Engaging with employees in times of crisis

Since the World Health Organisation declared Covid-19 a global pandemic earlier this month, work and personal lives have been greatly disrupted by the crisis. Mental, physical and emotional distress has arisen as the virus sends a shock throughout society. Presented with newfound challenges such as working from home while prioritising the health and wellbeing of themselves and their loved ones, employees are at the centre of this disruption. In the face of it all, it is perhaps more important than ever for employers to engage with their employees, ensuring any concerns are addressed to restore certainty in an uncertain time for both employees and businesses alike.

Engage your people

Despite the newfound challenges presented to businesses and their people, the ‘how to’ of engaging with employees remains the same as ever. People need to feel valued and respected by their organisation as well as see themselves as a part of its future. Leaders are to instil confidence within the business in order to ensure trust and stability, allowing its people to engage with the goals and future objectives of the organisation.
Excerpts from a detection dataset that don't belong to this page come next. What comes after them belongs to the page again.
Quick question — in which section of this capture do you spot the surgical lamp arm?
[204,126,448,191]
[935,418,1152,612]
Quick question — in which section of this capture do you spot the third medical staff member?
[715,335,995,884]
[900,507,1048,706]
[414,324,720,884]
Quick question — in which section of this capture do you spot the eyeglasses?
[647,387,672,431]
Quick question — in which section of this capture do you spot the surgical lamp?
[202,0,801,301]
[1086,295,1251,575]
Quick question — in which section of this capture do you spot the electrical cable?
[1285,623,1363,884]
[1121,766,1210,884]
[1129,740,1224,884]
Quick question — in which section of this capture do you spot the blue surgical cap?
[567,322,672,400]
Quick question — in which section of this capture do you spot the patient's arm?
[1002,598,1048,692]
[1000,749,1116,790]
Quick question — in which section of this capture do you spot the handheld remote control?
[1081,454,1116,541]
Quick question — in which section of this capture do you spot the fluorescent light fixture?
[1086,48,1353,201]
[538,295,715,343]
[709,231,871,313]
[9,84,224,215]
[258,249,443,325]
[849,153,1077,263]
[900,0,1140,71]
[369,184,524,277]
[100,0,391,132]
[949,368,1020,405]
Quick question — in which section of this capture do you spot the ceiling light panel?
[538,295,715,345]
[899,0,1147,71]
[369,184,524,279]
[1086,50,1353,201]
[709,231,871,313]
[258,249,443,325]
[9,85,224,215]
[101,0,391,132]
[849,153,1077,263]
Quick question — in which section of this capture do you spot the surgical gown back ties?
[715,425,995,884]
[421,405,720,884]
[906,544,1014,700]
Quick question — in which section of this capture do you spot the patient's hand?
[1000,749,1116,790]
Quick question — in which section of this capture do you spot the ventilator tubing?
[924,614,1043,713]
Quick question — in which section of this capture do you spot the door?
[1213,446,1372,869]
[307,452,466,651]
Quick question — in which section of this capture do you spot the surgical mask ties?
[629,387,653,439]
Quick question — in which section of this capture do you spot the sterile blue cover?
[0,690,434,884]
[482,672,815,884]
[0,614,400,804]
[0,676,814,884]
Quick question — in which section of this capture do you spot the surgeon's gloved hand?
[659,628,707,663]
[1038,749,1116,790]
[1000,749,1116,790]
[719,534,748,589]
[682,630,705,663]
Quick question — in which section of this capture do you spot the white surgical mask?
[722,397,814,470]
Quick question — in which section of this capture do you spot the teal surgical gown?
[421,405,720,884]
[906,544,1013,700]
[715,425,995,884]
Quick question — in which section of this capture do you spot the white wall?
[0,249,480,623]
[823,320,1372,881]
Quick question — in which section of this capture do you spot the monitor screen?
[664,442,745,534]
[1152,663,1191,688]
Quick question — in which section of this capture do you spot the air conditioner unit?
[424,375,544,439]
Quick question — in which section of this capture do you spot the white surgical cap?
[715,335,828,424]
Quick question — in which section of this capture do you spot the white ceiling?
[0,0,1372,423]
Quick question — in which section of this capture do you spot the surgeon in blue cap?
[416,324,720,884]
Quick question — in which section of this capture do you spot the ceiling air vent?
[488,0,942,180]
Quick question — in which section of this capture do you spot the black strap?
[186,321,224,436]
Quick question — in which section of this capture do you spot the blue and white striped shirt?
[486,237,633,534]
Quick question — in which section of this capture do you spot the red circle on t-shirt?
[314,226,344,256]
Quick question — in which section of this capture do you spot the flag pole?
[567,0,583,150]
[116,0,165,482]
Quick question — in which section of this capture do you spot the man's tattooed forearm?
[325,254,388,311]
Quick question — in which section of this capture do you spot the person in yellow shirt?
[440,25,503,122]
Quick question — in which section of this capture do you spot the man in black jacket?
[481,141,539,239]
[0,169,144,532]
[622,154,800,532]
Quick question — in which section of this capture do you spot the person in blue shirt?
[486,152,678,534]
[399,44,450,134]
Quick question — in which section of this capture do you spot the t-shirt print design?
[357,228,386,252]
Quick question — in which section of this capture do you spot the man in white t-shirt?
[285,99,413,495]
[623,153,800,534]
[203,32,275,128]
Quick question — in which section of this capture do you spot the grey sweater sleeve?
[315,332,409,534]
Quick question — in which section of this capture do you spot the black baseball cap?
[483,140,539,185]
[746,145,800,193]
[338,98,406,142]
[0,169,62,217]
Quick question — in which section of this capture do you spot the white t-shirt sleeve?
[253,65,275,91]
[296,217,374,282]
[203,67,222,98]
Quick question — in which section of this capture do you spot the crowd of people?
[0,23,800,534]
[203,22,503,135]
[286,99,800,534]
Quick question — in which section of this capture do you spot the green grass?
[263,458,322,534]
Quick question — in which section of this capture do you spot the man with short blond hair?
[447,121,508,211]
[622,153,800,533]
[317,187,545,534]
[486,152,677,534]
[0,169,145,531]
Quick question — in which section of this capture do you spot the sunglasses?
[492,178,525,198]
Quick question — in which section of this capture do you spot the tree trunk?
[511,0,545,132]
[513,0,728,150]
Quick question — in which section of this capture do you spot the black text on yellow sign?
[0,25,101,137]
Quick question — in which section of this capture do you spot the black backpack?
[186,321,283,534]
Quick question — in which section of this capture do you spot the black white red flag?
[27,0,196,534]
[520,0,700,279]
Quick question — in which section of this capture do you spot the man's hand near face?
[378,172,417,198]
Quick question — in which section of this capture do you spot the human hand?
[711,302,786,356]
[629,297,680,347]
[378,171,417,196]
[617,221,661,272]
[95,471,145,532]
However, due to the nature of the outbreak, health and wellbeing must be at the forefront of engagement policy. Leader’s must show humanity and understanding by recognising the needs of employees to ensure their safety. This may be achieved through implementing work-from-home policies or by making sure employees have access to adequate resources, allowing them to get the job done both effectively and safely. Throughout all these measures, effective two-way communication between colleagues is paramount and can make or break engagement outcomes.  

Tools for engagement

For many of an organisation’s workforce, remote working may be an alien concept, especially in times of distress. However, through confident leadership and the use of technology, communication can lead to sustained collaboration between teams as well as supporting the mental wellbeing of an organisation’s people and embedding resilience within an organisation.

  • Continue conversations. Not being face to face with your line manager or colleague doesn’t have to spell the end of that ‘water-cooler’ conversation you were having last week. Through embracing technology such as video calling via Skype or through a simple telephone call, conversations can continue ensuring consistency while maintaining working relationships. 
  • Collaborate… remotely. A new wave of dedicated communication platforms has taken the remote working world by storm. With the use of Microsoft Teams or Slack, employees are able to continue to collaborate, share knowledge and ultimately grow the business.
  • Realising your employee’s potential. As always, an employee’s learning and development opportunities are essential for their engagement. Services such as LinkedIn learning may be your friend here, allowing employees to develop new skills remotely and return to the office stronger than ever!
  • Engage in employee feedback. Two-way conversations between leadership teams and employees can build resilience into an organisation. When listened to, feedback allows businesses to adapt accordingly to their workforce’s needs while making employees feel valued.